Avec l’organisation Ecologistas en Acción, il a récemment publié un rapport qui analyse comment la culture de l’avocat et de la mangue a littéralement asséché les cours d’eau du secteur. Il faut 350,5 litres pour produire un avocat de 350 grammes, souligne le document. En comparaison, une tomate nécessite… 13 litres, selon l’Organisation des Nations unies pour l’alimentation et l’agriculture (FAO).
Le problème réside surtout dans les quantités produites, largement supérieures à ce que le territoire peut raisonnablement abreuver. En 1989, le plan Guaro devait aider au développement de ces cultures. Avec l’ouverture de La Viñuela, immense retenue d’eau à une quinzaine de kilomètres au nord de la côte, l’autorisation d’un nombre limité de puits et la réutilisation des eaux usées, les surfaces dédiées ont pu monter à 8 500 hectares dans le canton.
Pour des raisons techniques, le plan prévoyait que seules les parcelles situées à moins de 140 m d’altitude pourraient bénéficier de l’eau du barrage. Dans son rapport, Ecologistas en Acción estime qu’aujourd’hui près de 15 000 hectares sont couverts d’avocatiers et manguiers dans La Axarquía.

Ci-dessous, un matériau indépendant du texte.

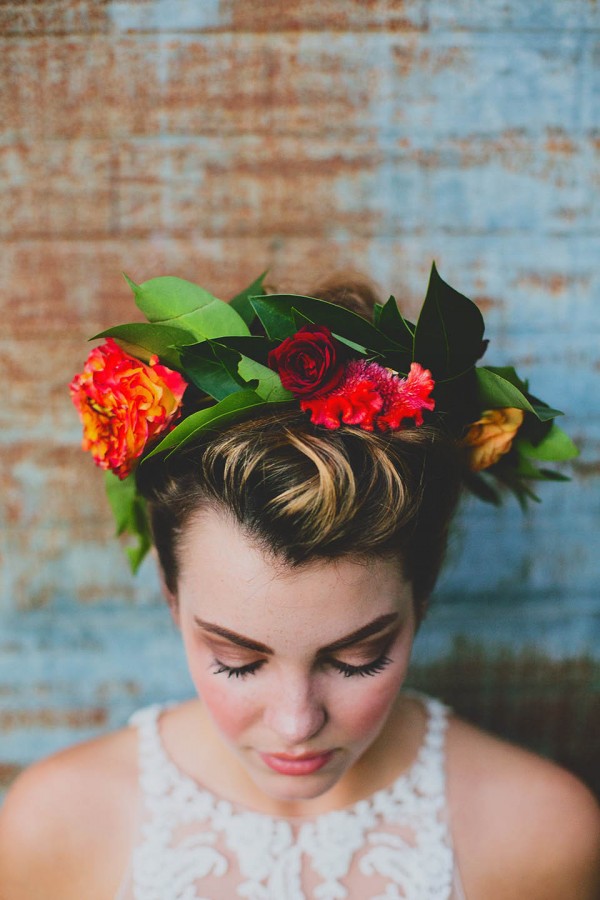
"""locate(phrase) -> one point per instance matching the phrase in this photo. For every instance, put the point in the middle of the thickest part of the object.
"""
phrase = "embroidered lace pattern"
(195, 846)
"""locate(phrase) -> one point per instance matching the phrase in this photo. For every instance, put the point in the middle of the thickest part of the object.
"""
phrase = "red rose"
(307, 362)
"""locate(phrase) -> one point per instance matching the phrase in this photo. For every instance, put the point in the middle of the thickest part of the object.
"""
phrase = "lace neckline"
(416, 778)
(394, 844)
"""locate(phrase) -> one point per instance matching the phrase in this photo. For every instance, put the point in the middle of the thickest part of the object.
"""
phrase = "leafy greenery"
(211, 344)
(129, 512)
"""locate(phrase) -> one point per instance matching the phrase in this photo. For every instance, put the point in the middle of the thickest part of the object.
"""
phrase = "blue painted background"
(211, 140)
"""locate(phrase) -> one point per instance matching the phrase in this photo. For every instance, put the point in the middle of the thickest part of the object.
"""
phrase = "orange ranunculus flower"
(491, 436)
(123, 403)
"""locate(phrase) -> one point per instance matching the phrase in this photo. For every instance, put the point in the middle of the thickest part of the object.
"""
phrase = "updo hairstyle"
(304, 493)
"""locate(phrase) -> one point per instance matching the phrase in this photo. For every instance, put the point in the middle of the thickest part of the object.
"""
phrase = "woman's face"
(298, 668)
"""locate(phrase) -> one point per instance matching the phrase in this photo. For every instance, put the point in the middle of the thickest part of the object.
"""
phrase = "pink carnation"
(374, 398)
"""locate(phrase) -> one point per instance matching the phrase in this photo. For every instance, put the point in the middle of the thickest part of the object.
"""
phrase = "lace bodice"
(193, 845)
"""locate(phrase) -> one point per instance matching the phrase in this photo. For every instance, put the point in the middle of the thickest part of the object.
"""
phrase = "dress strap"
(155, 767)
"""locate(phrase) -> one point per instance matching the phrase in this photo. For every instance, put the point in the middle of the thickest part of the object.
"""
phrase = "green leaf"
(269, 385)
(221, 370)
(241, 302)
(496, 392)
(448, 337)
(131, 518)
(227, 409)
(277, 313)
(174, 301)
(143, 340)
(213, 368)
(554, 447)
(392, 322)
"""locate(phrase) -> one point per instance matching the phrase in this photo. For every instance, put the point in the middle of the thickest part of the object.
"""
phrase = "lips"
(306, 764)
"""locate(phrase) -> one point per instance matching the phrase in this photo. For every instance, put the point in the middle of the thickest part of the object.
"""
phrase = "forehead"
(227, 579)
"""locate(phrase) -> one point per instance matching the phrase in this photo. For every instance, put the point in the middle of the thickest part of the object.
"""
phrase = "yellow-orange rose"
(124, 403)
(491, 436)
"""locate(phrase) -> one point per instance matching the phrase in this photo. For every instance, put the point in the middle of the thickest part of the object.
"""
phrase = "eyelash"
(348, 671)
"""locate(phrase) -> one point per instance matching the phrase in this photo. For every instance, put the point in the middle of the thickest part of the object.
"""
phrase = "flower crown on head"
(239, 357)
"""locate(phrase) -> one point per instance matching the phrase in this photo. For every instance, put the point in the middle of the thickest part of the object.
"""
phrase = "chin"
(295, 789)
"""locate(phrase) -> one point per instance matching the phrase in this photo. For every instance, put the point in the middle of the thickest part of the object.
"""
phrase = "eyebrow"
(368, 630)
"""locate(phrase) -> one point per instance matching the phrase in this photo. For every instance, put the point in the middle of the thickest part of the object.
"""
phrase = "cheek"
(366, 709)
(365, 713)
(227, 700)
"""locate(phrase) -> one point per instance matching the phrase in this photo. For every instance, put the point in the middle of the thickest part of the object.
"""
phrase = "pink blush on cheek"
(231, 714)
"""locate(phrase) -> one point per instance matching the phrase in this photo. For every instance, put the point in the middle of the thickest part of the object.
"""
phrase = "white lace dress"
(193, 845)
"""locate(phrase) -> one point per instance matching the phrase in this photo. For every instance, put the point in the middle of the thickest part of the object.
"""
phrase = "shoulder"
(523, 826)
(67, 823)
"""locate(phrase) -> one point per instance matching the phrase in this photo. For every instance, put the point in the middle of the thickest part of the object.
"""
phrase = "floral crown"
(199, 362)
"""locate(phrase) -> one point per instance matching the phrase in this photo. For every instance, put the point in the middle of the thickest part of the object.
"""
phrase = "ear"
(170, 597)
(173, 606)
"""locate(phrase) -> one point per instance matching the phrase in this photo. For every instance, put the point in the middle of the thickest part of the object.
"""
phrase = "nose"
(296, 713)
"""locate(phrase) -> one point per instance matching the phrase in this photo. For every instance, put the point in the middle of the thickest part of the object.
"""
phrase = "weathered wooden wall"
(213, 139)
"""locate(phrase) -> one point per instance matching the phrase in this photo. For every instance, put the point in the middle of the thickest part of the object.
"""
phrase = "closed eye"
(345, 669)
(372, 668)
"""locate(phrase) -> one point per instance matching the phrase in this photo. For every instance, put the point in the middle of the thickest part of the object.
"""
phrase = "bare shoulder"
(67, 823)
(523, 826)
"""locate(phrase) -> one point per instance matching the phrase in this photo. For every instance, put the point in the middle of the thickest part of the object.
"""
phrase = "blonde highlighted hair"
(305, 493)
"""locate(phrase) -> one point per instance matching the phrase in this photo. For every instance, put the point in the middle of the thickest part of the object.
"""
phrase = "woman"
(299, 509)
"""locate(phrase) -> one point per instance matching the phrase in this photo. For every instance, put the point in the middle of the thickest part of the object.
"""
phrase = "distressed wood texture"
(212, 140)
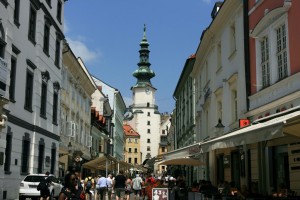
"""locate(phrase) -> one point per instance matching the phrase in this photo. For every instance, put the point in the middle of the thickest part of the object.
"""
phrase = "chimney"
(216, 9)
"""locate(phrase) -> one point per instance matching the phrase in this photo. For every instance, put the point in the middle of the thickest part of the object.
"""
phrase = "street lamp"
(70, 147)
(219, 125)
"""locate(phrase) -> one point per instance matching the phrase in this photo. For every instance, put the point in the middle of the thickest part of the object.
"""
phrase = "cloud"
(66, 27)
(207, 1)
(81, 50)
(128, 101)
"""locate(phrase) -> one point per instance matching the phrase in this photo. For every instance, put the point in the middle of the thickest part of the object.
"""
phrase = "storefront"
(265, 154)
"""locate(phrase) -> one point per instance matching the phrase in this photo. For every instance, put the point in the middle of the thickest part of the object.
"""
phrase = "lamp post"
(219, 125)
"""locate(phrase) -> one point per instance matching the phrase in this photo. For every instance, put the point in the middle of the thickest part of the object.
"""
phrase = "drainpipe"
(247, 53)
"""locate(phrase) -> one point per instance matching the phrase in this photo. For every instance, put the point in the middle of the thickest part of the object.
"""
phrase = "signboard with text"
(160, 194)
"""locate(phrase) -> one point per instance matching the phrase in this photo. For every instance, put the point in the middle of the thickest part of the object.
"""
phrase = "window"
(12, 85)
(4, 2)
(282, 52)
(234, 101)
(232, 38)
(46, 36)
(8, 150)
(49, 2)
(59, 9)
(32, 24)
(56, 88)
(2, 42)
(41, 154)
(265, 66)
(25, 154)
(17, 12)
(28, 91)
(45, 78)
(219, 110)
(219, 54)
(53, 159)
(57, 51)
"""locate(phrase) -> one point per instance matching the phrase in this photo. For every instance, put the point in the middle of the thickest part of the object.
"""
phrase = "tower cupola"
(144, 73)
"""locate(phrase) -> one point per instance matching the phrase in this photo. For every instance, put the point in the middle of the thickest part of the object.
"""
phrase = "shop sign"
(226, 161)
(194, 150)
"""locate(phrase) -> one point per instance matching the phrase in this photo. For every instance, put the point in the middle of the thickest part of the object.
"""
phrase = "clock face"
(128, 115)
(148, 91)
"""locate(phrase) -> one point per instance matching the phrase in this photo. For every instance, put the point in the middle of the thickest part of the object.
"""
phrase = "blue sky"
(106, 34)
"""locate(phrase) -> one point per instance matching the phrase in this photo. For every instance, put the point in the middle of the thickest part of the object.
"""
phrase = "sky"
(106, 35)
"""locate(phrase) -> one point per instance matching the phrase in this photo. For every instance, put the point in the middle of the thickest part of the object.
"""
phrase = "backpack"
(136, 184)
(89, 184)
(42, 186)
(71, 196)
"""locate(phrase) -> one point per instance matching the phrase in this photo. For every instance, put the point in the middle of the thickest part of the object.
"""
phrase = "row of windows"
(29, 89)
(130, 160)
(281, 56)
(26, 146)
(135, 150)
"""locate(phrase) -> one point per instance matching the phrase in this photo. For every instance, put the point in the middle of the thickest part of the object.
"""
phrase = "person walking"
(128, 188)
(137, 186)
(43, 187)
(119, 185)
(89, 185)
(71, 188)
(109, 186)
(102, 182)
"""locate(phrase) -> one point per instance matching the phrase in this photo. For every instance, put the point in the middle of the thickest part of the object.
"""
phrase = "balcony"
(3, 75)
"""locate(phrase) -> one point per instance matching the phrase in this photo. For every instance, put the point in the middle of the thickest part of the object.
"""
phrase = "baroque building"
(75, 116)
(118, 107)
(31, 35)
(146, 117)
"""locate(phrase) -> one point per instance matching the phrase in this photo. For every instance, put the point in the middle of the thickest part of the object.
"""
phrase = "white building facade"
(31, 35)
(75, 115)
(146, 117)
(118, 107)
(219, 73)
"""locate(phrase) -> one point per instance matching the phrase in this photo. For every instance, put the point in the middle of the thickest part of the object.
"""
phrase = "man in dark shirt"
(45, 191)
(119, 185)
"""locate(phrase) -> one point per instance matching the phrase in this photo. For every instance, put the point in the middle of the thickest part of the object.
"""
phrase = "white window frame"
(269, 30)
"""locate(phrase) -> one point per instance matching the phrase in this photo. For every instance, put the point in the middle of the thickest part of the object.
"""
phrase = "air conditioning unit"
(71, 129)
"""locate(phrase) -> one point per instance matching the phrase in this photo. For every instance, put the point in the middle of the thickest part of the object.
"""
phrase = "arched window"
(2, 42)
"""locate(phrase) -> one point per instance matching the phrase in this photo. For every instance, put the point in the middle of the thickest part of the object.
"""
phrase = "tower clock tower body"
(146, 118)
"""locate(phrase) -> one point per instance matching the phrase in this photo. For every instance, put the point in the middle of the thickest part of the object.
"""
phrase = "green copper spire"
(144, 73)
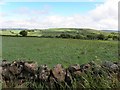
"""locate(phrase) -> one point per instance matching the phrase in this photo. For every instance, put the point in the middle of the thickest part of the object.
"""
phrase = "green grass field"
(51, 51)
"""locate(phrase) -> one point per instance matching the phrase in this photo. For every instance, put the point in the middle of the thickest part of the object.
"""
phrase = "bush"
(23, 33)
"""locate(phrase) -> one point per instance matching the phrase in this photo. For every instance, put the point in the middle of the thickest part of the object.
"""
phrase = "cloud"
(29, 12)
(104, 16)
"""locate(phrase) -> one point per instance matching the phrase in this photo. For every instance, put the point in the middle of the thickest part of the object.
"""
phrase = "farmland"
(52, 51)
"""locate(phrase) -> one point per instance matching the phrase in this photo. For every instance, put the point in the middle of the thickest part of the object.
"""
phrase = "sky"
(95, 14)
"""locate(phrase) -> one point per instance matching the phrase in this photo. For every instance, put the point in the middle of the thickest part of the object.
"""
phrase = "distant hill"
(110, 30)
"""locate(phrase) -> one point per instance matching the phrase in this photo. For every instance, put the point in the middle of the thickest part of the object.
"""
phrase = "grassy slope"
(53, 51)
(56, 31)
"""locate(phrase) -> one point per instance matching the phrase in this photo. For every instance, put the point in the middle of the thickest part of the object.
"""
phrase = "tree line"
(93, 36)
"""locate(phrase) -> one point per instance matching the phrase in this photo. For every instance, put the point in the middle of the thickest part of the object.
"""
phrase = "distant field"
(51, 51)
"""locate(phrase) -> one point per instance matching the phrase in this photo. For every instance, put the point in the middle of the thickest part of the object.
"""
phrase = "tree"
(23, 33)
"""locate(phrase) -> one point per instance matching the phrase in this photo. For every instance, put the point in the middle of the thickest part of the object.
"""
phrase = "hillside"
(54, 31)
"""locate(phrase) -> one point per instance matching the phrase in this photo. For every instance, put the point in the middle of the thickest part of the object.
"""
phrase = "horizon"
(34, 15)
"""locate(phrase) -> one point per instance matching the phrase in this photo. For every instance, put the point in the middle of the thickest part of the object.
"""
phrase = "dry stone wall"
(18, 72)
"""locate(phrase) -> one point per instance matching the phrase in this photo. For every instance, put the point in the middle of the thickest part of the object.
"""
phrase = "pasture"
(52, 51)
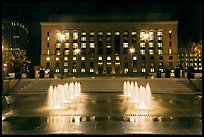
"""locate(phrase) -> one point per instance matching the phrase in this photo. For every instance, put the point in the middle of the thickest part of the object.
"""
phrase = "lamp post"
(77, 52)
(146, 36)
(62, 37)
(132, 51)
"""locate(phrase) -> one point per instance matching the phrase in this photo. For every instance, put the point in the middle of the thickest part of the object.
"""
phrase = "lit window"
(142, 45)
(108, 58)
(100, 33)
(142, 35)
(159, 51)
(65, 64)
(83, 38)
(99, 58)
(151, 69)
(151, 44)
(92, 45)
(151, 52)
(56, 70)
(108, 33)
(47, 58)
(57, 52)
(159, 33)
(134, 58)
(83, 70)
(134, 69)
(117, 33)
(125, 45)
(143, 69)
(58, 45)
(159, 44)
(159, 38)
(91, 70)
(75, 45)
(83, 45)
(83, 33)
(66, 52)
(74, 70)
(75, 35)
(126, 70)
(65, 58)
(66, 45)
(134, 33)
(169, 51)
(48, 52)
(151, 35)
(82, 58)
(92, 33)
(142, 52)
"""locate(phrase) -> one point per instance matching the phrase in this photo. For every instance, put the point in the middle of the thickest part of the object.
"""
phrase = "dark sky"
(189, 15)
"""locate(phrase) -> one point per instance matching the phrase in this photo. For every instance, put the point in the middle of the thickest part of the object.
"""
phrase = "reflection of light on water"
(4, 116)
(138, 94)
(61, 94)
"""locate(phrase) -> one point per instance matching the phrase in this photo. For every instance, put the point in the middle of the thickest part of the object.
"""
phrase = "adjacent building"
(114, 44)
(191, 56)
(16, 36)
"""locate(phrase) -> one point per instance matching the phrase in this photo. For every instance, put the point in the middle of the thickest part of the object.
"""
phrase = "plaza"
(102, 109)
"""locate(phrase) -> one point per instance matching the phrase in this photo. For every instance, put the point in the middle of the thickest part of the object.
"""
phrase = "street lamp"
(132, 51)
(62, 37)
(146, 36)
(77, 52)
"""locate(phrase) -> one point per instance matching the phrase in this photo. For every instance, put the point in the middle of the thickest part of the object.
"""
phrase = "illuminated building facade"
(118, 45)
(16, 36)
(191, 57)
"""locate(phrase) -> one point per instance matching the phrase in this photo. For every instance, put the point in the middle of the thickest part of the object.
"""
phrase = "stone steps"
(106, 85)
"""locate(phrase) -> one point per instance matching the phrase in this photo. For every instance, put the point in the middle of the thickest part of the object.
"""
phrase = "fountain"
(138, 94)
(61, 94)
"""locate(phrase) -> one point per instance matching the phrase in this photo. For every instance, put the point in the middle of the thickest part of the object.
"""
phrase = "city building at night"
(191, 56)
(16, 36)
(116, 44)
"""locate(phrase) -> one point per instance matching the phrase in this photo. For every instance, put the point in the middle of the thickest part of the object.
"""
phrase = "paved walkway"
(107, 113)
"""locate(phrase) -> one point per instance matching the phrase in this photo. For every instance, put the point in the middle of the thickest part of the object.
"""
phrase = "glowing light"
(146, 36)
(62, 36)
(132, 50)
(77, 51)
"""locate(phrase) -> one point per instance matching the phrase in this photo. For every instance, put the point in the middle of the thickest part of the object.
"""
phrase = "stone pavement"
(174, 112)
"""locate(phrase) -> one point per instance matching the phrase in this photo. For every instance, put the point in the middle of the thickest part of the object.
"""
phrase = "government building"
(113, 44)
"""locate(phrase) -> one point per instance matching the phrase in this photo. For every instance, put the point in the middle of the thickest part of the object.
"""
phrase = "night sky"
(189, 15)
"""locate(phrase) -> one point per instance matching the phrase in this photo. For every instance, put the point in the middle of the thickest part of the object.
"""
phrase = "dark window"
(100, 47)
(161, 58)
(117, 44)
(125, 50)
(91, 51)
(47, 65)
(108, 51)
(91, 65)
(126, 65)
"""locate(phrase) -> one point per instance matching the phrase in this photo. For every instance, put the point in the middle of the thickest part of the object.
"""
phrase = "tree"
(15, 57)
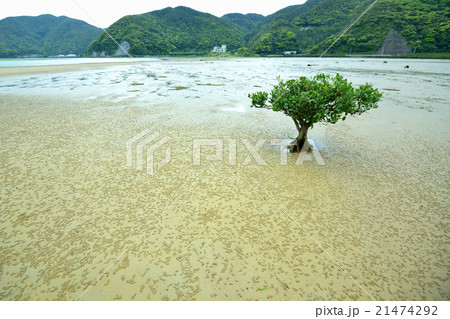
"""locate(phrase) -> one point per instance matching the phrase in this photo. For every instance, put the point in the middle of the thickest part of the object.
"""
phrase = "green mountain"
(44, 35)
(169, 30)
(313, 26)
(248, 24)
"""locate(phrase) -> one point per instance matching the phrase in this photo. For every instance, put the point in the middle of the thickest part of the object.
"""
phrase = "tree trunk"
(302, 138)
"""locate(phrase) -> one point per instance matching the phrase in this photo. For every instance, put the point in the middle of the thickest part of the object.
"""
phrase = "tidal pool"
(77, 224)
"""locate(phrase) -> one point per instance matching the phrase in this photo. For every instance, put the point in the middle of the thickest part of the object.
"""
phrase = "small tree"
(320, 99)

Combinée à une sécheresse chronique qui s’intensifie avec le changement climatique, cette soif inétanchable mène La Viñuela à des niveaux de plus en plus bas et vide les rivières. Le 4 octobre, la retenue d’eau était remplie à un peu moins de 14 % de ses capacités. En moyenne, sur les dix dernières années, le remplissage à cette époque était de 32 %. La retenue laisse passer de moins en moins d’eau dans la rivière Guaro qu’elle coupe et qui se retrouve déjà complètement sèche peu après le barrage.
Plantations illégales
Le Guaro s’unit au Rubite 5 kilomètres plus bas pour devenir le Vélez, qui se jette dans la mer. Quelques mètres avant la jonction, un fond d’eau stagne dans une grande bassine. Tout autour, des rangées d’arbres frêles, reliés entre eux par un tube qui crache de l’eau en goutte-à-goutte quand il en reçoit l’ordre, forment des terrasses sur le flanc de la montagne jusqu’à sa cime, à quelque 300 mètres d’altitude.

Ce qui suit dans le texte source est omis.